Apr 262014
 

Bitcoin Diversity

The issue of diversity in the Bitcoin space again came to light today, after Kashmir Hill (a journalist I admire for her work related to Bitcoin and cryptocurrencies in general, although I disagree with her on many issues too) wrote a post in Forbes titled “New Bitcoin Movie Introduces You To The Many White Dudes Working On Bitcoin“, a post that critiques the new documentary ‘The Rise and Rise of Bitcoin’ for interviewing almost all white dudes alone and suggesting that the people involved in Bitcoin tend to the demographic of ‘white dudes’. Well, not surprisingly, the Bitcoin Twittersphere didn’t take to this too kindly:

 

 

 

Gender, race and ethnicity are complex issues, at least in the United States. The wrong question to ask is, “Why does the Bitcoin meetup I go to skew towards the white male demographic?” or even “Why do major Bitcoin companies seem to be run by white males?” because the question is loaded with too much existing prejudice and bias in society already. What do you expect when 1 in 3 black males can expect to go to prison?
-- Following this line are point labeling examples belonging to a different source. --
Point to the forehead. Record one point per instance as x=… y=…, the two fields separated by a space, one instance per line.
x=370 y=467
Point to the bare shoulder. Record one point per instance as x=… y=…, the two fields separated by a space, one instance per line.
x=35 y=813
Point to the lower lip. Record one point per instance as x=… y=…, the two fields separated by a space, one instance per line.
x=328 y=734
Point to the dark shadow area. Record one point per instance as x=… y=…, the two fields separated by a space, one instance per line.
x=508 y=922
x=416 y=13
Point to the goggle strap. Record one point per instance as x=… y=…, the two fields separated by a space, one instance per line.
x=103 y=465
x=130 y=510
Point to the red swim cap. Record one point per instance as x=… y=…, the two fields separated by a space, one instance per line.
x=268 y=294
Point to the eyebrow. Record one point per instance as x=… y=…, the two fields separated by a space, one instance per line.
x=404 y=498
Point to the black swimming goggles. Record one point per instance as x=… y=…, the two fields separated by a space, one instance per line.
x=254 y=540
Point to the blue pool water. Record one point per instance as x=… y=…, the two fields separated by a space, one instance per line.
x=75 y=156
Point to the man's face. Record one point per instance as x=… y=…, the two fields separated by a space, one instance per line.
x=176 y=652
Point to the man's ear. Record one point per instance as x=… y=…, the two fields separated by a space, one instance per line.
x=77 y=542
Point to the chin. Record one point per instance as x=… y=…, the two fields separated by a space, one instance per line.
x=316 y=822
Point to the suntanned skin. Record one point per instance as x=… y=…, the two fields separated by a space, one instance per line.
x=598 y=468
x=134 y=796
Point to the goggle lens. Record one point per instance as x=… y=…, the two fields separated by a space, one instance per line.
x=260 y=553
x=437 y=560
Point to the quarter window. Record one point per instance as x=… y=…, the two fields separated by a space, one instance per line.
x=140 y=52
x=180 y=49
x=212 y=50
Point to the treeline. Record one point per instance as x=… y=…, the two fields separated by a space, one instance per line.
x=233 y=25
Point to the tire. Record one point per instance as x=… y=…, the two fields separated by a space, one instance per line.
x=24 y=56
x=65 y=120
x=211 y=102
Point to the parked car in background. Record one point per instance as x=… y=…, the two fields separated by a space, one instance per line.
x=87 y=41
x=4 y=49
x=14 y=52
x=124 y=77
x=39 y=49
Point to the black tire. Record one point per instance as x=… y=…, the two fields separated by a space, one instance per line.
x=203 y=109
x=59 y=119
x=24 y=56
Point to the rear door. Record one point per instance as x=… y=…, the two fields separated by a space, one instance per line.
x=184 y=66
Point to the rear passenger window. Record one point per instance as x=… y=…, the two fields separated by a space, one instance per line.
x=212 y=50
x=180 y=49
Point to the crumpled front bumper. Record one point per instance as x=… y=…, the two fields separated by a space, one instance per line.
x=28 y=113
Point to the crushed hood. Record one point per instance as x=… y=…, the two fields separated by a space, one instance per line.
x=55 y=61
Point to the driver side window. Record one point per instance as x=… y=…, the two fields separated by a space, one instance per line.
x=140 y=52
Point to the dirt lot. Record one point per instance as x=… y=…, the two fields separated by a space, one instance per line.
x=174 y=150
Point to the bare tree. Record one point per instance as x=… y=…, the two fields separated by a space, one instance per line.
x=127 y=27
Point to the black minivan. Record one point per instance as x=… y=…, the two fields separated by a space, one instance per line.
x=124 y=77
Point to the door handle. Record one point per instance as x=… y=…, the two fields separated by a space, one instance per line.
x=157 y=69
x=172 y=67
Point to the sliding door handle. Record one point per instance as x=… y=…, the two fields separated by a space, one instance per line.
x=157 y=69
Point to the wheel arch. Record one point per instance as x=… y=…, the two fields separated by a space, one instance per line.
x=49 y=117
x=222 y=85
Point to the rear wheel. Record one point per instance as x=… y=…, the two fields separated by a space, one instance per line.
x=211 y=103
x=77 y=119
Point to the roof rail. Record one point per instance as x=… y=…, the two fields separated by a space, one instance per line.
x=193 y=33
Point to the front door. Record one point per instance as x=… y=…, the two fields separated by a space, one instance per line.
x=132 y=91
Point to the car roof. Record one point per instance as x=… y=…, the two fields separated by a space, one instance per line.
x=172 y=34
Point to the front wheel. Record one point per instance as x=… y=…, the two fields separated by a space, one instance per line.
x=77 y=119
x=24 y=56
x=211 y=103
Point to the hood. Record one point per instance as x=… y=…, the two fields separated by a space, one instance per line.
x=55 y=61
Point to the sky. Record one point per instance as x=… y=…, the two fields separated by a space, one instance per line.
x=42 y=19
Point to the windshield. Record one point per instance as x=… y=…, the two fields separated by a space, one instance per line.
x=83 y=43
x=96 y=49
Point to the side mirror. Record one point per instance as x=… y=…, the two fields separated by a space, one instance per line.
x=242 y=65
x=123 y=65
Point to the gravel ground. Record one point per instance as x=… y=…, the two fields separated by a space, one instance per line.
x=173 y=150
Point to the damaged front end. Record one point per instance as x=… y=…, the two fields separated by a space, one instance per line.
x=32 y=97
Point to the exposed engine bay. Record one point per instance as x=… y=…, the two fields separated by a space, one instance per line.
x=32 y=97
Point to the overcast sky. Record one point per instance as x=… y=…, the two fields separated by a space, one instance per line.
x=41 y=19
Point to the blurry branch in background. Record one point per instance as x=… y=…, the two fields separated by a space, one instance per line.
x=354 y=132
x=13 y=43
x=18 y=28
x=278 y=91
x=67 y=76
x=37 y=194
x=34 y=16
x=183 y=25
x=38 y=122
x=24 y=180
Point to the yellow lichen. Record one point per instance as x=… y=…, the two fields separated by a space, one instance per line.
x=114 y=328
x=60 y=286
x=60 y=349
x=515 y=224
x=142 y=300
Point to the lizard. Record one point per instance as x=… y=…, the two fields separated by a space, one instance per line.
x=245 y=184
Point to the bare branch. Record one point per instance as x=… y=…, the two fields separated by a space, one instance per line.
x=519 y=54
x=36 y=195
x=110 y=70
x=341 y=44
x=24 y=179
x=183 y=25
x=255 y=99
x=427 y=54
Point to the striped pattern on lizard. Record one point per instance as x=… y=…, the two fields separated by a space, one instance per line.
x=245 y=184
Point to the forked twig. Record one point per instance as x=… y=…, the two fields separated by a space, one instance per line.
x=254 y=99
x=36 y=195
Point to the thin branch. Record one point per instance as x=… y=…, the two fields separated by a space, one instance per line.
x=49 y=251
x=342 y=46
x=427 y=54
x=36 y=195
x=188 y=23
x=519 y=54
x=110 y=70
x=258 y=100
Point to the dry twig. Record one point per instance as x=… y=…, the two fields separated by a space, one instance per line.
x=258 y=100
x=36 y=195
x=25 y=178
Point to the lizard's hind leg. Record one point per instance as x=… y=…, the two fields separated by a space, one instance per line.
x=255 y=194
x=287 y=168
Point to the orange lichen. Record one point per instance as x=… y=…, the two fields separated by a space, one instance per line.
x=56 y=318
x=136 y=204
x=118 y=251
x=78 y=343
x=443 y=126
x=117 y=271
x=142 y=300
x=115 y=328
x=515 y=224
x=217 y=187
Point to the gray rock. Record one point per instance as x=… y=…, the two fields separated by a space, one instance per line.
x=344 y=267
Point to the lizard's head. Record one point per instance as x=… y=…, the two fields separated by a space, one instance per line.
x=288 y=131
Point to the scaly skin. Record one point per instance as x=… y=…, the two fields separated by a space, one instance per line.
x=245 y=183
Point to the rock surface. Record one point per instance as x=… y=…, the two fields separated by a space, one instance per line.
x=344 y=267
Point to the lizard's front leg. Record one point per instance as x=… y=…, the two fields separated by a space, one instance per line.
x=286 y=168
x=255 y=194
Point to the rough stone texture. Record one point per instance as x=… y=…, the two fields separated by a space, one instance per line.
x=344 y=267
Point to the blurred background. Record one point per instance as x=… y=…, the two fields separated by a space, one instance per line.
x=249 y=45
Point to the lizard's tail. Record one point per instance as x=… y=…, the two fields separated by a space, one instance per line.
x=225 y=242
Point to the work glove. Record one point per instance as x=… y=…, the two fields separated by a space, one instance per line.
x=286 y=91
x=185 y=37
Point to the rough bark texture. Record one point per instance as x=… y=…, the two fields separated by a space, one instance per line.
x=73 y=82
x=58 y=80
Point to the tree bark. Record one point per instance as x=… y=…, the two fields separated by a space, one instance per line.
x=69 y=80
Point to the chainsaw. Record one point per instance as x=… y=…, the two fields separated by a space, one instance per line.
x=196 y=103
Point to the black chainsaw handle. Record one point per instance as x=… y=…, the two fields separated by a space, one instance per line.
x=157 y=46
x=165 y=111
Of course it’s a terrible thing, but the problem isn’t Bitcoin, the problem is the society in which Bitcoin was born, more specifically, the social norms and existing institutions of the most dominant world economy at the time Bitcoin was born.

The real question to ask is, “Is there any prejudice against blacks or women or <insert your marginalized group here> that actively prevents them from contributing to Bitcoin?” I am not a social scientist but I am going to take a guess and answer “Less than almost any other sphere of society”. What, you think when “bitcoingeist” submits a pull request, s/he is asked for age, gender and ethnicity? The whole concept of pseudonymity means that there is less prejudice online in the Bitcoin sphere than in the ‘real’ world outside.

Also important to note is that it isn’t essential for Bitcoin to be represented 50-50 based on gender or follow the demographics of the US population race/ethnicity wise. For instance, there isn’t much outrage about the fact that over 90% of registered nurses in the United States are female. There are many cultural factors at play too. If you would dare to get their world-view challenged, here’s an excerpt from an incredible essay from The Last Psychiatrist about pay-equality between men and women (a hot subject in the US right now):

…The trick is most employable women are at best at the “sales rep” level, not the lawyer level, but because of the juxtaposition you never think: why the hell would a sales rep want to be a manager? “Oh, because it’s a lot more work.” Is it a lot more money? “Well, no, it’s a little more money.” So you want me to work a lot more now for the possibility of eventually getting a job that pays only a little more money? “Yes, stupid, it’s called a promotion.” It sounds like a scam. “No, it’s a stepping stone to Nominal Vice President In Charge of Situations And Scenarios.” Does that pay more? “What are you, a communist? 401k matches 50% of the first 6%.” In other words 3%, ok, am I on a prank show? “Free GPS tracker in your phone and laptop.” Thank you Yaz, my forties are going to be great.

(Read the original piece, it’s better to argue there and show how much you disagree with the author!)

The point of all this is, it’s easy to say there are not enough women/blacks/<insert choice of minority group here> in the Bitcoin ecosystem but the Bitcoin ecosystem doesn’t exist outside the social and cultural norms of its existence. The real question to ask is, therefore, what’s stopping these groups from participating in the Bitcoin economy and more often than not, it’s a result of the society we live in, not the fault of the Bitcoiners actively looking to keep the minorities out.